Taylor Swift’s concert in Seattle generated the equivalent seismic activity of a 2.3 magnitude earthquake.
The data was recorded as the pop superstar played her sell-out Eras tour at Lumen Field on July 22 and 23 in front of a combined 144,000 fans.
Seismologist Jackie Caplan-Auerbach said the activity was caused by the number of fans and the star’s sound systems.
It beat the previous record in Seattle, “Beast Quake”, set in 2011 during an NFL game between the Seattle Seahawks and the New Orleans Saints.
Ms Caplan-Auerbach, a geology professor at Western Washington University, told CNN she compared seismic data from both concerts and the 2011 NFL event.
“I grabbed the data from both nights of the concert and quickly noticed they were clearly the same pattern of signals," she said.
“If I overlay them on top of each other, they’re nearly identical."
I guess I should show the data. Swifties > Seahawks fans.
— Jackie Caplan-Auerbach 🇺🇦 🌻 (@geophysichick) July 27, 2023
(except data from the concert may not be caused by the fans--it may be the sound system, so not really a fair comparison). pic.twitter.com/szwowOYQFi
She said the difference between the NFL event and the Swift concerts was just 0.3, but said the Swift fans still beat out Beast Quake.

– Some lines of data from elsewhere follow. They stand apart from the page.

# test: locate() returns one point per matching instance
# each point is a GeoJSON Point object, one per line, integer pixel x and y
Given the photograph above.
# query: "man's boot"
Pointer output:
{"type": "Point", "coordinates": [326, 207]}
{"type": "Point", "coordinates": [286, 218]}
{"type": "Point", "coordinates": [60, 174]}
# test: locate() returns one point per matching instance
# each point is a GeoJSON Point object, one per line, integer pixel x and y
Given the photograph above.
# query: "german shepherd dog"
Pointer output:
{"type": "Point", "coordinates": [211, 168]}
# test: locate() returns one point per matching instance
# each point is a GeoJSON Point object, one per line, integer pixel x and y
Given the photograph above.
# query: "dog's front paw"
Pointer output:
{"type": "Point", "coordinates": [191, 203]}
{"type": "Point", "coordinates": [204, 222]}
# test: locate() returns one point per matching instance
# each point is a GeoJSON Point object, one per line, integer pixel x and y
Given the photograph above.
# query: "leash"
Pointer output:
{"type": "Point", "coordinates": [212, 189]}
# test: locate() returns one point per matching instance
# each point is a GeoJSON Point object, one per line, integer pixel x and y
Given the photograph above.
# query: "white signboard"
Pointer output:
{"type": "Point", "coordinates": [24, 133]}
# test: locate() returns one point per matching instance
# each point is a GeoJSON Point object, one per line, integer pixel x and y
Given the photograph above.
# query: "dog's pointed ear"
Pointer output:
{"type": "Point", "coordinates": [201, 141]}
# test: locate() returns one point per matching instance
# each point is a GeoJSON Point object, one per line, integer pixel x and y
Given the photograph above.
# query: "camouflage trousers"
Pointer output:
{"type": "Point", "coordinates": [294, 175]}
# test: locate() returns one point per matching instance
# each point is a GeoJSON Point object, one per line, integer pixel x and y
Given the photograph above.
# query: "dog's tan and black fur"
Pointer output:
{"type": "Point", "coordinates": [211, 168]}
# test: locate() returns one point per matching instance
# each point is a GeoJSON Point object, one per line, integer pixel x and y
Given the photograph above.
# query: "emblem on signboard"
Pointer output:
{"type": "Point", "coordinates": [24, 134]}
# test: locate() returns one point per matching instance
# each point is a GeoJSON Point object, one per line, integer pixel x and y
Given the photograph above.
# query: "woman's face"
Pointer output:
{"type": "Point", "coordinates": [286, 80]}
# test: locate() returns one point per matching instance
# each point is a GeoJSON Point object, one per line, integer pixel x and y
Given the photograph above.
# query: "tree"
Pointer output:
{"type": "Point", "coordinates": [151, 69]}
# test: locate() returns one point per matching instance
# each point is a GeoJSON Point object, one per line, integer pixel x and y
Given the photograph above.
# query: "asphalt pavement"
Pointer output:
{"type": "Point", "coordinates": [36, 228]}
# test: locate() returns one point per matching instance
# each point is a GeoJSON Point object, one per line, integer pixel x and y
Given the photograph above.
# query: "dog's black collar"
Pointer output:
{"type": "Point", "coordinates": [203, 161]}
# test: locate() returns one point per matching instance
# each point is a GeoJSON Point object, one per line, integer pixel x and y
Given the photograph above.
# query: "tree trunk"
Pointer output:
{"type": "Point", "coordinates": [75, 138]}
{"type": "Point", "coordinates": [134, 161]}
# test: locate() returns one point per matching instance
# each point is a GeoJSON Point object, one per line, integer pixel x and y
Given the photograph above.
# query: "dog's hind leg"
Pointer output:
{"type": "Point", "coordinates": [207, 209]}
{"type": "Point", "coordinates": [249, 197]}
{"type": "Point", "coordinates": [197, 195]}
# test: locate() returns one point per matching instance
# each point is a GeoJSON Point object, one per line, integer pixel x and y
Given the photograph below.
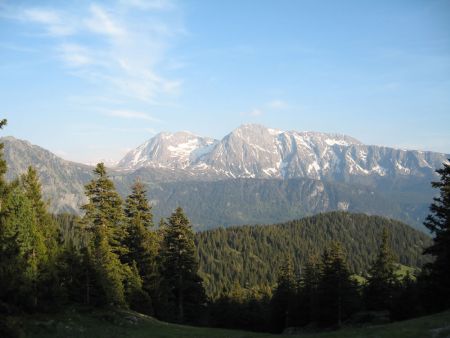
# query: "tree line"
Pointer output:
{"type": "Point", "coordinates": [111, 256]}
{"type": "Point", "coordinates": [252, 255]}
{"type": "Point", "coordinates": [114, 256]}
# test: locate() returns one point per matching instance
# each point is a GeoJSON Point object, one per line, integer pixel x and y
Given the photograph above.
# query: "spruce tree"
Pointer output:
{"type": "Point", "coordinates": [105, 210]}
{"type": "Point", "coordinates": [337, 291]}
{"type": "Point", "coordinates": [49, 284]}
{"type": "Point", "coordinates": [381, 282]}
{"type": "Point", "coordinates": [141, 244]}
{"type": "Point", "coordinates": [283, 300]}
{"type": "Point", "coordinates": [308, 291]}
{"type": "Point", "coordinates": [437, 273]}
{"type": "Point", "coordinates": [104, 221]}
{"type": "Point", "coordinates": [22, 251]}
{"type": "Point", "coordinates": [179, 269]}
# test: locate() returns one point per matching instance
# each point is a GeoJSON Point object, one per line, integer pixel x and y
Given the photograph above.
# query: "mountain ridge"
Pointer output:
{"type": "Point", "coordinates": [238, 163]}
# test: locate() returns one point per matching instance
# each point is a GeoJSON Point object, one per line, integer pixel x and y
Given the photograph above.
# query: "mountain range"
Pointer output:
{"type": "Point", "coordinates": [252, 175]}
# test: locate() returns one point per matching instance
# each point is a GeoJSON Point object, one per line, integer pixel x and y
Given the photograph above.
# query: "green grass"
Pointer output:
{"type": "Point", "coordinates": [110, 324]}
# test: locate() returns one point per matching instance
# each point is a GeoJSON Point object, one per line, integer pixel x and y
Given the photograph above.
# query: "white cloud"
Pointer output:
{"type": "Point", "coordinates": [52, 20]}
{"type": "Point", "coordinates": [75, 55]}
{"type": "Point", "coordinates": [101, 22]}
{"type": "Point", "coordinates": [128, 114]}
{"type": "Point", "coordinates": [112, 49]}
{"type": "Point", "coordinates": [278, 104]}
{"type": "Point", "coordinates": [256, 112]}
{"type": "Point", "coordinates": [149, 4]}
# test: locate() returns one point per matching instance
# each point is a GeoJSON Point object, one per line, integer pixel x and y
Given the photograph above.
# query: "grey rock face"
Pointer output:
{"type": "Point", "coordinates": [253, 151]}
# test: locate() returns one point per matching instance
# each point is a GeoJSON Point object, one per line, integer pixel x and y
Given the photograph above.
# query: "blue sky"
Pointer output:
{"type": "Point", "coordinates": [90, 80]}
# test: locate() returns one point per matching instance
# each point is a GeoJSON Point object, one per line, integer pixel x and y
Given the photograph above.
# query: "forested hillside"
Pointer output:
{"type": "Point", "coordinates": [252, 255]}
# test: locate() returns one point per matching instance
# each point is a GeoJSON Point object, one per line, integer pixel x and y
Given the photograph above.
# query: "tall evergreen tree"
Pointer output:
{"type": "Point", "coordinates": [49, 284]}
{"type": "Point", "coordinates": [381, 282]}
{"type": "Point", "coordinates": [105, 210]}
{"type": "Point", "coordinates": [283, 299]}
{"type": "Point", "coordinates": [179, 269]}
{"type": "Point", "coordinates": [337, 291]}
{"type": "Point", "coordinates": [308, 284]}
{"type": "Point", "coordinates": [104, 221]}
{"type": "Point", "coordinates": [141, 242]}
{"type": "Point", "coordinates": [438, 222]}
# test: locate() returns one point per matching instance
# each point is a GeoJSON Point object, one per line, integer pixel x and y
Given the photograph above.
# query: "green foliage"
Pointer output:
{"type": "Point", "coordinates": [104, 221]}
{"type": "Point", "coordinates": [282, 304]}
{"type": "Point", "coordinates": [141, 242]}
{"type": "Point", "coordinates": [179, 269]}
{"type": "Point", "coordinates": [437, 273]}
{"type": "Point", "coordinates": [252, 255]}
{"type": "Point", "coordinates": [382, 279]}
{"type": "Point", "coordinates": [104, 210]}
{"type": "Point", "coordinates": [337, 292]}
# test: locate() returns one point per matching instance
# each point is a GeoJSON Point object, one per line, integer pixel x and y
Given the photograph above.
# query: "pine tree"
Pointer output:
{"type": "Point", "coordinates": [105, 210]}
{"type": "Point", "coordinates": [104, 221]}
{"type": "Point", "coordinates": [179, 269]}
{"type": "Point", "coordinates": [22, 250]}
{"type": "Point", "coordinates": [49, 285]}
{"type": "Point", "coordinates": [308, 285]}
{"type": "Point", "coordinates": [283, 300]}
{"type": "Point", "coordinates": [337, 291]}
{"type": "Point", "coordinates": [437, 273]}
{"type": "Point", "coordinates": [381, 282]}
{"type": "Point", "coordinates": [141, 242]}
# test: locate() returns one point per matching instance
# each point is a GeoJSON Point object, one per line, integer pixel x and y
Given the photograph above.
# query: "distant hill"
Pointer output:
{"type": "Point", "coordinates": [253, 175]}
{"type": "Point", "coordinates": [252, 255]}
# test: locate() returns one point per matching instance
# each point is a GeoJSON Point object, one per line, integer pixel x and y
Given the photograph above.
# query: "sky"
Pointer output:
{"type": "Point", "coordinates": [90, 80]}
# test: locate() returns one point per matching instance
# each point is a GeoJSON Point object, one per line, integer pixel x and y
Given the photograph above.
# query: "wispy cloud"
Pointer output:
{"type": "Point", "coordinates": [53, 21]}
{"type": "Point", "coordinates": [149, 4]}
{"type": "Point", "coordinates": [75, 55]}
{"type": "Point", "coordinates": [101, 22]}
{"type": "Point", "coordinates": [128, 114]}
{"type": "Point", "coordinates": [121, 51]}
{"type": "Point", "coordinates": [278, 104]}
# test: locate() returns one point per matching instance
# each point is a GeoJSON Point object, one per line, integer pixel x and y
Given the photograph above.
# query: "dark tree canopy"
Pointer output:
{"type": "Point", "coordinates": [438, 222]}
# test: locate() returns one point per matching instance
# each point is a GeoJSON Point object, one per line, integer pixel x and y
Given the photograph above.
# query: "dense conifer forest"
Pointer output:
{"type": "Point", "coordinates": [252, 255]}
{"type": "Point", "coordinates": [294, 276]}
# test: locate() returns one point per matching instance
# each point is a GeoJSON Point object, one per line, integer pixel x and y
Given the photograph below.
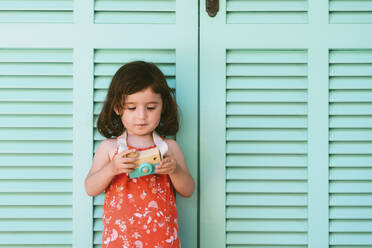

“The shaking was twice as strong as ‘Beast Quake’. It absolutely doubled it,” she said.
Posting on Instagram about the Seattle dates, Swift said it was “genuinely one of my favourite weekends ever.”
“Thank you for everything. All the cheering, screaming, jumping, dancing, singing at the top of your lungs,” she said.
Music concerts have been known to generate seismic activity before, such as a 2011 Foo Fighters concert in New Zealand.
The dates were towards the end of the US leg of the Eras Tour, Swift’s first in five years.
She is next due to play in California, before beginning an international leg of the tour from August 24 in Mexico City.